I think that's likely a pattern that was created by the streaming services, and may not last beyond their pushing it. It may have been good for them at the very beginning, but binge-watching isn't an economic win for the streamers, who are probably long-term better served by continuing subscriptions.

And that's ignoring the social aspect of the viewing experience that is lost with binge-viewing.
This is correct, but I think it's too late for the genie to go back in the bottle, especially because of the continuing subscriptions issue and the fact that there are an ever-increasing number of competing streaming channels.
 

The good news is that the truly good shows (as opposed to the ones we enjoy despite knowing they're mediocre or worse) will almost all survive, as they'll be picked up by other distributors, as the model shifts to an online version of how broadcast and cable television worked for decades.
History doesn't support this opinion imho. Shows that are mediocre are often pretty successful and survive stuff that better shows but ones with narrower audiences might not. It's very easy for a show to have some element that makes it temporarily unattractive too, which is enough to delay a new season, which is enough for the actors to find new jobs, and then you're basically done in most cases.
 

Whizbang Dustyboots

Gnometown Hero
History doesn't support this opinion imho. Shows that are mediocre are often pretty successful and survive stuff that better shows but ones with narrower audiences might not. It's very easy for a show to have some element that makes it temporarily unattractive too, which is enough to delay a new season, which is enough for the actors to find new jobs, and then you're basically done in most cases.
Well, it's broadly true that shows that are good in the sense that they have both critical and commercial success do well. Shows that just have critical success are probably not as "truly good" as their fans would want them to be. ("It's good for a ____ show" is a big tip-off here.)

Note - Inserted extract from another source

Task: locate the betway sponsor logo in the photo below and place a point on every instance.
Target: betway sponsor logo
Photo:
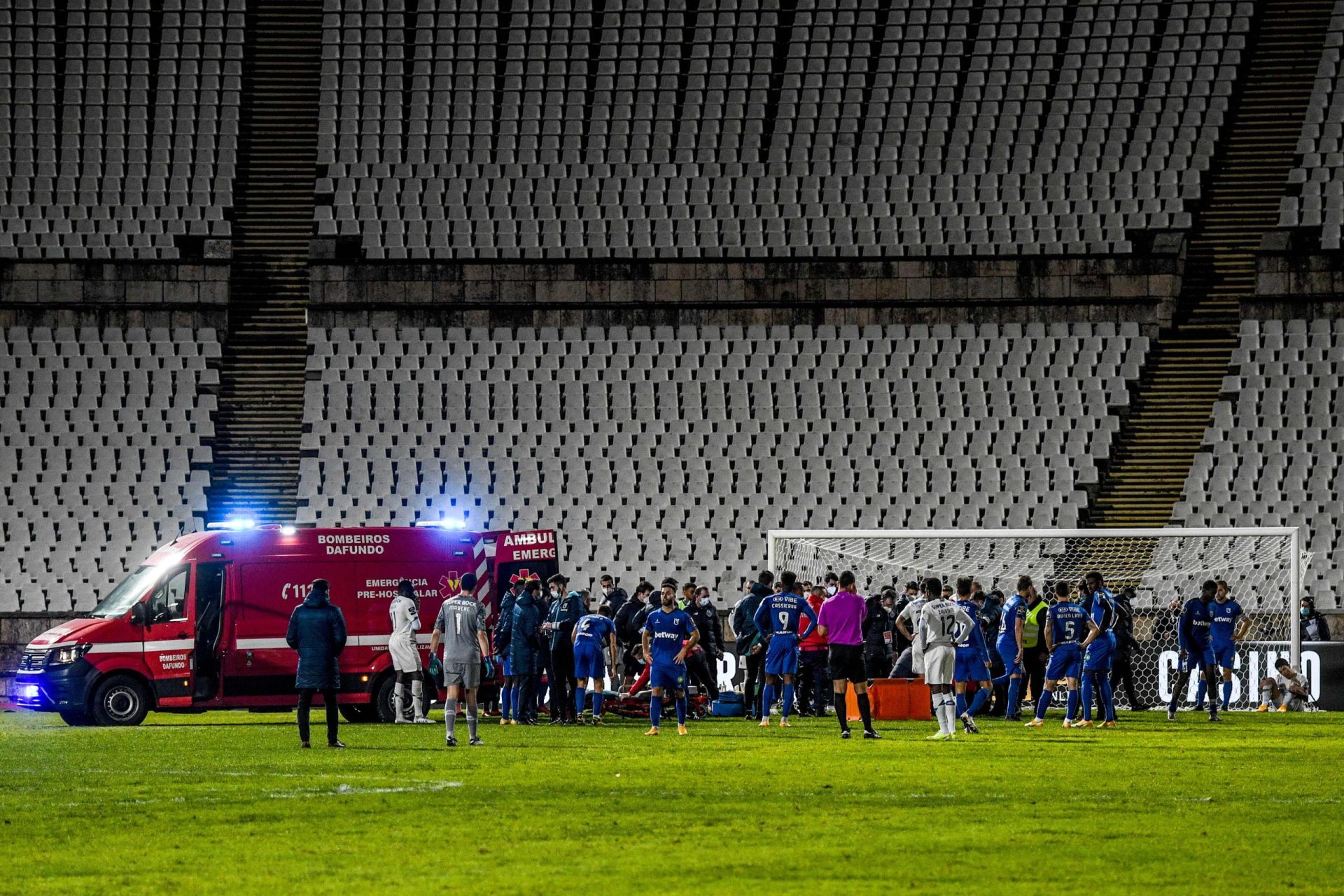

And, separately, shows can make financial success without being truly good, especially if the distributor is the producer or there are other such synergies.

And the writer's strike is going to cause good shows to get cancelled anyway, because everyone can't afford to wait around for production to start up again, when they need food on the table and a roof over their heads. The first movers when the strike ends will get up and running while those that take longer for whatever reason, like a wealthy star holding out for more cash, won't.
 

payn

He'll flip ya...Flip ya for real...
And Paramount+? It's Star Trek... and.... and.... I dunno? Yellowstone if you're into that Dynasty-type stuff. I hear it's good, but not for me. Then the rest appears to be both utter trash and no breadth or depth of offering. I just can't see ever subscribing for longer than the seasonal run of Strange New Worlds (catching up on the other shows as I go), maybe not even all of that - I could probably wait until the season is over or mostly over.
The funniest bit about Yellowstone is the prime series streaming rights belong to Universal (Peacock) lol.